Why This Matters to Distributors: The $13 billion valuation Apollo placed on McKesson’s medical-surgical distribution unit confirms that scale distribution businesses with entrenched customer relationships in specialized markets command premium valuations — a dynamic reshaping ownership structures across industrial, healthcare and specialty distribution alike.
McKesson Corporation has signed a definitive agreement with funds managed by affiliates of Apollo under which Apollo will invest $1.25 billion in convertible preferred equity to acquire an approximately 13% minority interest in McKesson’s Medical-Surgical Solutions business, valuing the unit at $13 billion in total enterprise value.
McKesson will retain operating control and majority ownership of MMS and continue to consolidate its financial results. The transaction, subject to regulatory approvals and customary closing conditions, is the first major step in McKesson’s planned separation and initial public offering of MMS, which distributes medical supplies and equipment primarily to non-acute care settings including physician offices, surgery centers, and long-term care facilities.

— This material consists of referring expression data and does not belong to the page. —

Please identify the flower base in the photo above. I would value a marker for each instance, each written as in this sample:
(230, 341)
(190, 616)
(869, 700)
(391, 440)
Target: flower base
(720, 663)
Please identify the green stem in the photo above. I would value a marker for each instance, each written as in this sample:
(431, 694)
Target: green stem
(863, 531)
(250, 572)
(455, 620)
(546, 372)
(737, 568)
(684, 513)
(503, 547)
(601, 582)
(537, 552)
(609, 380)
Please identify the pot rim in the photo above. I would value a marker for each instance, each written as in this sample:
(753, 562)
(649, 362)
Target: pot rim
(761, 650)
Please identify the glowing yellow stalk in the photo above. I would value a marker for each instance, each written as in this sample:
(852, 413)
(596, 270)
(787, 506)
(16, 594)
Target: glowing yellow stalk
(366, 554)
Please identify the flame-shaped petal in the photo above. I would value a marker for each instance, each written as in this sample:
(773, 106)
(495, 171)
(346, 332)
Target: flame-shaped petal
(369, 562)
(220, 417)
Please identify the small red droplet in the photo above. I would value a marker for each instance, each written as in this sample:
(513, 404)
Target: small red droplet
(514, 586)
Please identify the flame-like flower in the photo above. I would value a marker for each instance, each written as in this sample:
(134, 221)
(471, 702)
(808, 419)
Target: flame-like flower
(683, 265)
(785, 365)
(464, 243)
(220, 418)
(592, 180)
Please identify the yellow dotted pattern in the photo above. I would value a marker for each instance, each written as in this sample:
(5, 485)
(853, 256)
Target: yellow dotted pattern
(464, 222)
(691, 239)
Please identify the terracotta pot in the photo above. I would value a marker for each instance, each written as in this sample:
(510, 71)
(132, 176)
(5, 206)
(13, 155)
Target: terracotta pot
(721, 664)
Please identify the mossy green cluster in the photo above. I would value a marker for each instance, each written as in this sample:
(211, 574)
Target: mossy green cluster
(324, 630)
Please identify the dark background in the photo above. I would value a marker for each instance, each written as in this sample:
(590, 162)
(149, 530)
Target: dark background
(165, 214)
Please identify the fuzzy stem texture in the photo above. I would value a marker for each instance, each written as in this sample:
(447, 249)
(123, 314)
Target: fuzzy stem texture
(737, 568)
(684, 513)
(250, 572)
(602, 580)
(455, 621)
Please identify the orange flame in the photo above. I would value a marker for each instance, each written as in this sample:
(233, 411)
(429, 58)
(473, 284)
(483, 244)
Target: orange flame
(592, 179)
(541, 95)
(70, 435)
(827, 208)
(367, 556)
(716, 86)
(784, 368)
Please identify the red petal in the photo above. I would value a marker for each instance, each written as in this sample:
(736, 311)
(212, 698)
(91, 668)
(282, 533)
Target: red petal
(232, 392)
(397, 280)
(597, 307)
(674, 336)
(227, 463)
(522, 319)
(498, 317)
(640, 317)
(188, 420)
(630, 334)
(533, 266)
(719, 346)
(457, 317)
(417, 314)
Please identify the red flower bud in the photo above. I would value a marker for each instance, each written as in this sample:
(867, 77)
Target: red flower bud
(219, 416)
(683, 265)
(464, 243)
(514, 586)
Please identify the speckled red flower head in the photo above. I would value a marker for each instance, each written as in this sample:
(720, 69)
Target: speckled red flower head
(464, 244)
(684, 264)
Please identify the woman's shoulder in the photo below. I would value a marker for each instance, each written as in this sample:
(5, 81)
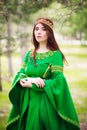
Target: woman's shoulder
(57, 54)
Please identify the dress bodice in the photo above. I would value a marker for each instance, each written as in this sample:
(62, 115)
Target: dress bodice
(43, 65)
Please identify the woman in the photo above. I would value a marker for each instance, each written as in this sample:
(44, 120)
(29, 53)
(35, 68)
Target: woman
(40, 95)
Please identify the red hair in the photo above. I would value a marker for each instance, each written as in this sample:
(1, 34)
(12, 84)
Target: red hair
(51, 43)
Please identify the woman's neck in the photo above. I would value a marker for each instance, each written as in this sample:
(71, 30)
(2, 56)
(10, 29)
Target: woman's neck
(42, 48)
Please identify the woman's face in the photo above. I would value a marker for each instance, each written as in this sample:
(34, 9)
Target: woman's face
(40, 33)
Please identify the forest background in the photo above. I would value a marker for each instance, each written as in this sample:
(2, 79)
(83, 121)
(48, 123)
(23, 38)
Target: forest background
(16, 23)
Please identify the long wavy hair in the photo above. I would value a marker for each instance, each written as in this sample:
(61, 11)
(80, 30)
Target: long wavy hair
(51, 42)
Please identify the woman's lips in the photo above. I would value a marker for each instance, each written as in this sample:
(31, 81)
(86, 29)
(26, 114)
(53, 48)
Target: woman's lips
(38, 36)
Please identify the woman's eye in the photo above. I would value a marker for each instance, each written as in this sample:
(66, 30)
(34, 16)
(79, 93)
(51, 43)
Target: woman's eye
(36, 28)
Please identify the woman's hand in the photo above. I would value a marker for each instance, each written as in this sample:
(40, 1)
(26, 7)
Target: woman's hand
(39, 82)
(27, 82)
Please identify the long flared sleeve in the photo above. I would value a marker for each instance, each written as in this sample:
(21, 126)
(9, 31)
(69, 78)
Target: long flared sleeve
(59, 94)
(16, 95)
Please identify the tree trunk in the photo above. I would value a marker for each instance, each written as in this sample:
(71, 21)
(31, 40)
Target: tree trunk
(0, 70)
(9, 47)
(0, 76)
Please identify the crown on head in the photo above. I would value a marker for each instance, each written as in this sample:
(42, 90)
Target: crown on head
(45, 21)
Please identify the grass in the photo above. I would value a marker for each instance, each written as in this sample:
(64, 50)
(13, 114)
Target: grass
(75, 73)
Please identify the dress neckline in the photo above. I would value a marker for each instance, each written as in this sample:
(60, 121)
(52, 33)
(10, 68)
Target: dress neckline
(42, 55)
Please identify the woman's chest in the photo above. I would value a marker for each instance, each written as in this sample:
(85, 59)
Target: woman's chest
(41, 69)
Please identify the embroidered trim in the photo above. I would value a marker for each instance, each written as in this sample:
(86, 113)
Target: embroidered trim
(46, 72)
(43, 55)
(69, 120)
(13, 120)
(57, 68)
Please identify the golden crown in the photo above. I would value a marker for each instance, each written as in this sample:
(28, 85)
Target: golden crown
(47, 22)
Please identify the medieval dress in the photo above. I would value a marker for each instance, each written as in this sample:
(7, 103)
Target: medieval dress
(47, 108)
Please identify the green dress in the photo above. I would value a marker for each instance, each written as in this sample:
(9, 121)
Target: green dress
(47, 108)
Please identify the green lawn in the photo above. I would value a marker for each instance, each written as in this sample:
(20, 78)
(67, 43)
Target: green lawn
(75, 73)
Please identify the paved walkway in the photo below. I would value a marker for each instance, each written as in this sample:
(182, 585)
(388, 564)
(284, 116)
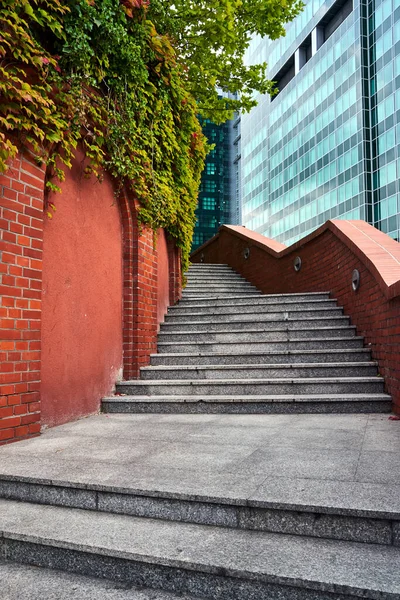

“This transaction marks a key milestone in McKesson’s planned separation of MMS,” said Brian Tyler, chief executive officer of McKesson. “Apollo’s experience in supporting complex carve-out and public market transactions will be additive as we position MMS for success, while maintaining McKesson’s financial and strategic flexibility.”
Apollo partners Maxwell David and Jeff Armstrong framed the investment as a bet on the growth potential of healthcare supply chain infrastructure outside of hospitals. “MMS is a leading healthcare platform with a talented team and strong market position, playing a key role in healthcare supply chain resiliency across non-acute care settings,” they said in a statement.
The transaction reflects the increasing financialization of large-scale distribution assets — and the valuations those assets command when carved out of diversified parent companies. Apollo, which managed approximately $938 billion in assets as of Dec. 31, 2025, brings both the capital scale and transaction expertise to support a separation process that could culminate in a public offering.
The MMS business competes in a non-acute medical supply market that has drawn sustained interest from private equity and strategic acquirers as healthcare delivery shifts away from hospitals toward lower-cost outpatient and community-based settings. That structural shift has made dependable supply partners to physician offices, surgery centers, and long-term care operators increasingly valuable — and increasingly attractive to investors seeking durable distribution economics.